Thanks to a solid model behind their operations, the organization will see some success. Enthusiasm pays off. Quick profit or attention—arguably important but a shortsighted goal—makes everyone feel confident in the brand, especially the leadership team. Unfortunately, a little success is enough to be dangerous.

Yes, dangerous.

Within the daily grind that every organization experiences, routine becomes a system and mediocre becomes a comfortable standard. The resulting culture and brand experience lack the direction and conviction of a brand with vision and purpose. Any passion that first launched the company is now stale. The momentum of familiarity dominates the efforts, and past successes become an irrational crutch for a lack of innovation or growth to move forward. The organization has created an accidental brand, and it can persist for years.

Accidental brands are dangerous because over time they give the impression that they are solid and valuable when really all they are is comfortable and inoffensive. Accidental brands get stale, and then they get sloppy. Accidental brands get blindsided by enthusiastic competition.

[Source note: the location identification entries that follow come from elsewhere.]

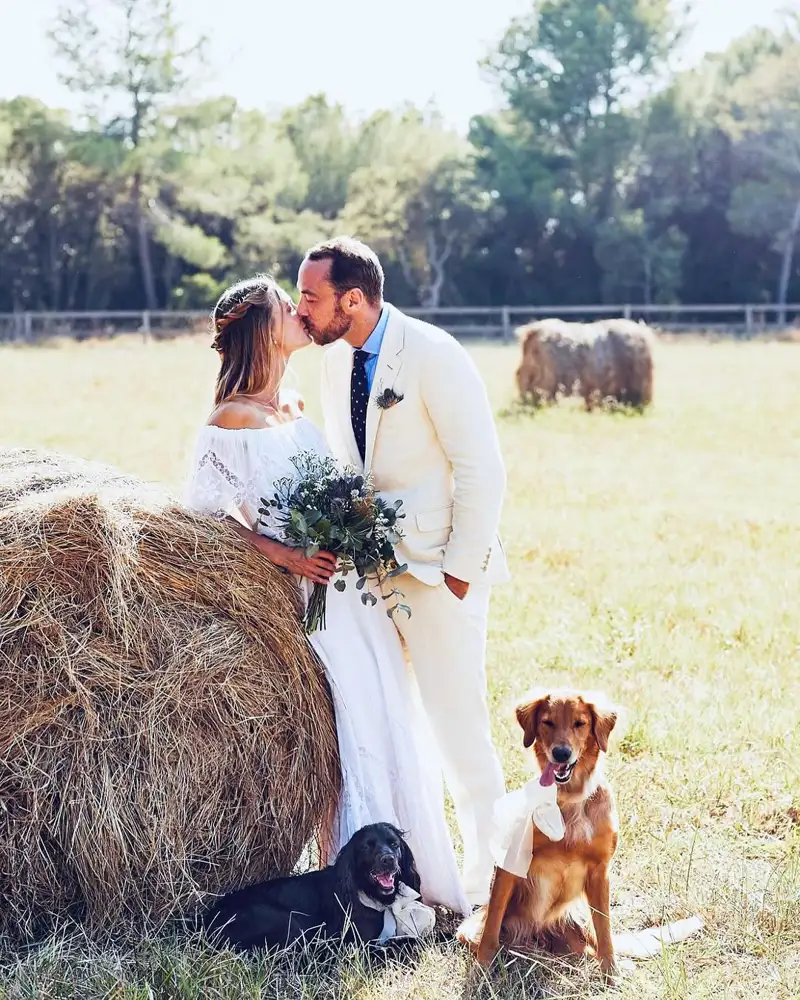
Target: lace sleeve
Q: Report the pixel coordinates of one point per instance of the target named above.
(217, 483)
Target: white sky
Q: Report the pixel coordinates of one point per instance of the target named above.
(366, 54)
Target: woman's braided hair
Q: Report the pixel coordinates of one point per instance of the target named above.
(243, 321)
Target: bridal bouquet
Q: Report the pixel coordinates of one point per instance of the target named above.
(338, 511)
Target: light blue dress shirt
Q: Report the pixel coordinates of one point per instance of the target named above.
(373, 346)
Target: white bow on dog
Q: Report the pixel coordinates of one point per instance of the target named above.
(515, 815)
(405, 917)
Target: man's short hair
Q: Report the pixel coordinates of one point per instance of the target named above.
(353, 265)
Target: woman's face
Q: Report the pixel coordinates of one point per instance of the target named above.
(290, 333)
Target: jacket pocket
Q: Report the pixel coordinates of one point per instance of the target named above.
(435, 520)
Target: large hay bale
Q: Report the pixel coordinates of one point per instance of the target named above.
(603, 361)
(165, 729)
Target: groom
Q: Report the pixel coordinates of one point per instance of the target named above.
(404, 401)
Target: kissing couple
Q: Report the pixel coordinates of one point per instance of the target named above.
(404, 402)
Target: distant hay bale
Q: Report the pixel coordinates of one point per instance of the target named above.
(165, 729)
(610, 360)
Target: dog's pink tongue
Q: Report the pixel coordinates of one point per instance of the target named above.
(548, 775)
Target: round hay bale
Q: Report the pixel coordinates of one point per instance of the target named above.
(610, 360)
(165, 728)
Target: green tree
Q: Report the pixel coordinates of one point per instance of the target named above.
(126, 58)
(416, 201)
(764, 119)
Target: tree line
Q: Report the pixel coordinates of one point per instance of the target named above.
(604, 177)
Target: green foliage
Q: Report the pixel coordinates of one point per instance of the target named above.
(602, 177)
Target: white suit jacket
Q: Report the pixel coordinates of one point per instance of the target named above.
(436, 450)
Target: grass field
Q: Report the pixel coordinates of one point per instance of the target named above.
(656, 557)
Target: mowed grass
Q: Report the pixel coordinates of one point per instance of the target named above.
(655, 557)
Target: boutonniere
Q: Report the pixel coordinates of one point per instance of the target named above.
(388, 398)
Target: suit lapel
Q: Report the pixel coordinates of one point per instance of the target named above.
(390, 361)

Enthusiastic competition is fueled by a passion for the brand experience, and they are hungry for success. Enthusiastic competition shatters preconceived expectations and limitations. Enthusiastic competition trusts, nurtures and rewards their stakeholders with innovation. Enthusiastic competition is relentless about understanding what sits at the core of the relationship.

Accidental brands are cursed because moderate success and familiar habits limit innovation; there’s a perceived a risk to change while blindly ignoring the opportunities of evolution. Accidental brands forget that enthusiastic competition is always possible.

Routine is never a rule, and mediocre is never worthy. Don’t let your brand be accidental.